Not My God (a draft of fiction)

A note about the assignment:

The class is with Joshua Henkin.  He directs the MFA program at Brooklyn College, and right before coming to the Wesleyan Writer’s Conference, I bought his book Matrimony.  Glancing over the opening pages, it looks promising.

Home of the Wesleyan Writers Conference

The first sentence of the piece below isn’t mine.  We were given eight first sentences (some of which Josh says he made up and some of which he took from stories) and we were told to evaluate them and then choose one of them and try an opening.

Here are the two paragraphs I wrote in response to the prompt:

My daughter Josie said she’d found God in New Mexico.  Said she met Jesus after drinking some Ayahuasca.  I looked the concoction up on the internet, and I’ll tell you this:  I can’t see how my Josie met any God I ever believed in.  As far as I’m concerned, the whole thing is just another excuse to get blown out of your gord on drugs, that’s what it is.  She was supposed to be down in Santa Fe teaching drama to middle school students.  She was supposed to be staying under her aunt’s supervision.  What a crock.

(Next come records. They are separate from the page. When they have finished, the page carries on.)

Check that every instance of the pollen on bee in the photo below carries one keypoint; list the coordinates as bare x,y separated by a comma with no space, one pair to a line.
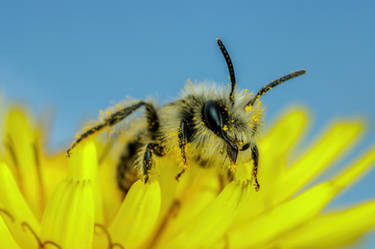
248,108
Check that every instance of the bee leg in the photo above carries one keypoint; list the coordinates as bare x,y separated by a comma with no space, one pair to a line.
127,173
151,148
255,157
116,117
182,141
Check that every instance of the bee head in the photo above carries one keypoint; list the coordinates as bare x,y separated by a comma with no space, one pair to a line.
213,117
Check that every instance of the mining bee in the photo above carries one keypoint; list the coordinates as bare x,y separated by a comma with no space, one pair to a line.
209,124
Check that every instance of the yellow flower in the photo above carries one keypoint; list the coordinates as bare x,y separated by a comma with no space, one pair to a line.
55,202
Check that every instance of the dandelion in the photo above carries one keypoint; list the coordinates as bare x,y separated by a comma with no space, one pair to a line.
55,202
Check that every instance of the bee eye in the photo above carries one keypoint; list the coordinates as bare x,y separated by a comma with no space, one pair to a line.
245,147
212,116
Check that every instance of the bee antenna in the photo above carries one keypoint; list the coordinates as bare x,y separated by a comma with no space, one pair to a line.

My wife’s sister hasn’t got an ounce of work ethic or discipline on her little hippy body.  From what I can tell, she mostly sits around listening to The Dead while she dabs paint on a canvas.  Now Josie says she isn’t coming back up here to French Lick, but that’s where she’s wrong.  She’s only nineteen and there’s no way my little girl is going to go down that path, not if there’s anything I can do about it.  I’m going down there to get her, and I’m leaving first thing in the morning.

Note:

I think I usually resist writing exercises, but the possible conflict between the father and daughter could be interesting to explore via a story or novel.